Accantonate le, seppur parziali, velleità solistiche del precedente, peraltro
ottimo, Bend
In The Road, Mark Stuart opta oggi per un nuovo lavoro "di gruppo",
richiamando pertanto a sé gli altri "figli bastardi di Johnny Cash", compagni
di bisbocce, musicali e non, ormai da quasi un ventennio. Una "nuova vecchia storia",
come recita il titolo di questo loro quarto parto collettivo, sapientemente raccontata
grazie ad un songwriting forgiato sì dall'ascolto dell'opera dei propri "maestri",
ma al contempo frutto, stando alle parole dello stesso Stuart, di "un cuore e
di un'anima trasudanti Americana". Affermazione che non teme smentite, perlomeno
ascoltando le dieci nuove, autografe, composizioni qui contenute; dieci piccole
gemme, per l'appunto, di pura Americana, figlie di una vita passata "on the road",
tra periferiche strade blu e sterminate highway.
Una strada alla quale
Stuart e soci hanno deciso di "dare la propria vita", come confessano, con trasporto,
nella distesa country ballad Well Worn Heart,
macinando chilometri su chilometri, sulle note d'una sostenuta Highway
Bound, con sperdute cittadine ed incontaminati paesaggi, a scorrere
veloci al di fuori del finestrino del proprio pick-up.
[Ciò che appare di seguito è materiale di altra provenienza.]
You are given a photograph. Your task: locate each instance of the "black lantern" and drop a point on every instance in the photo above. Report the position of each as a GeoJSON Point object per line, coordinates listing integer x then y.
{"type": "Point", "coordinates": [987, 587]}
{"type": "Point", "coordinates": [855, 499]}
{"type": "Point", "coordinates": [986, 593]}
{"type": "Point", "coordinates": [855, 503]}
Sembra inoltre aver giovato,
ai nostri, il trasferimento dalla natia San Diego, in quel di Austin, con la polvere
del Lone Star State andata ad attecchire sui pentagrammi tanto di una Leave
A Light On di pura delizia western swing, che nel crooning nasale della
languorosa Ain't No Tellin', dove si avverte l'influenza delle frequentazioni
con il loro, attuale, conterraneo Willie Nelson. E se Stuart, nel precedente Bend
In The Road, omaggiava apertamente un altro texano doc, Billy Joe Shaver, rileggendone
la sempiterna I'm Just An Old Chunk Of Coal, oggi dimostra di averne assimilato
l'epicità di scrittura nei muscoli country rock di Poor
Man's Son, così come nella spigliatezza honky tonk di una, a dir poco,
irresistibile title track.
L'accordion di Lou Fannuchi guadagna invece
il proscenio, con il suo mantico "sporcare" le originarie trame stuartiane, in
una Into The Blue dal piccante retrogusto
cajun, così come in El Troubadour, il cui
flavour latino pare arrivare dal barrio losangelino dei Los Lobos. E se il galoppante
up tempo No Honky-Tonks, dà modo al violino di Dennis Caplinger e alla
pedal steel di Dave Berzansky, di destreggiarsi in veloci contrappunti solistici,
la conclusiva, dolorosa Bounds Of Your Heart,
complice il malinconico apporto vocale di Arabella Harrison, non sfigurerebbe,
per pathos e purezza compositiva, in un ipotetico confronto con la recente produzione
del summenzionato Red Headed Stranger. Saranno pure illegittimi, tuttavia riconosciuti
musicalmente quando era ancora in vita, ma sono sicuro che da lassù il buon vecchio
Johnny Cash sorriderà soddisfatto nel vedere come sono cresciuti forti e in salute
questi suoi "pargoli".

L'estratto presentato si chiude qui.